## Dram Data Upload

<!-- 

Assignment Verison

In this assignment, you'll upload Dram shop data to your GBQ account and run a couple of queries against it. The data for this assignment is in a .zip file called `dram-items.zip` on Moodle (though the underlying file will have a date attached to it). These are item-level reports exported from the point-of-sale system at the Dram shop.

Your goals are to upload these to tables in a GBQ data set. Your tables should have the naming convention `dram_items_YYYYMM01` and each table should be a single month. (We're putting 01 in so that GBQ displays the tables in their "shard" format: `dram_items_(N)`.) 

I recommend extracting the zip file into the repository into a folder called `dram-items`. Make sure _not_ to commit any big data files to your repo.

Make your data pipeline idempotent, which means you will be checking for the presence of your tables and, if they exist, deleting them before recreating them. 

--> 

In this exercise, you'll upload Dram shop data to your GBQ account and run a couple of queries against it. The data for this exercise is in a .zip file called `dram-items.zip` on Moodle (though the underlying file will have a date attached to it). These are item-level reports exported from the point-of-sale system at the Dram shop.

Your goals are to upload these to tables in a GBQ data set. Your tables should have the naming convention `dram_items_YYYYMM01` and each table should be a single month. (We're putting 01 in so that GBQ displays the tables in their "shard" format: `dram_items_(N)`.) 

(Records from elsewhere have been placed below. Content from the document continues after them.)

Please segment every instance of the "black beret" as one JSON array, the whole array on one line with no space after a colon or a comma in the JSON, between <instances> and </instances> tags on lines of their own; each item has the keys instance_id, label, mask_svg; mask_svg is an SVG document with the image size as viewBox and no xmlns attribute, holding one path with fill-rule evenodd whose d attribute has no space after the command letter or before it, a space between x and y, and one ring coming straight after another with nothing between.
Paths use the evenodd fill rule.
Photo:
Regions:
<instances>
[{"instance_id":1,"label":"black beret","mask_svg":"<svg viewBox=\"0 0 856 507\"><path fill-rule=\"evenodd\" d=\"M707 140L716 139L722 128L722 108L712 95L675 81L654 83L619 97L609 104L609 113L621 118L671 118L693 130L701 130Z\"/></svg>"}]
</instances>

I recommend extracting the zip file into the repository into a folder called `dram-items`. Make sure _not_ to commit any big data files to your repo.

Make your data pipeline idempotent, which means you will be checking for the presence of your tables and, if they exist, deleting them before recreating them. 




In [None]:
import os
import re
import datetime 

import pandas as pd
import numpy as np
import pandas_gbq
import janitor

# Do our imports for the code
from google.cloud import bigquery
from google.oauth2 import service_account

### GBQ Set Up

In this next section we connect to our GBQ project and list the data sets inside to test the connection.

In [None]:
# These first two values will be different on your machine. 
service_path = "/Users/chandler/Dropbox/Teaching/"
service_file = 'umt-msba-037daf11ee16.json' # change this to your authentication information  
gbq_proj_id = 'umt-msba' # change this to your project. 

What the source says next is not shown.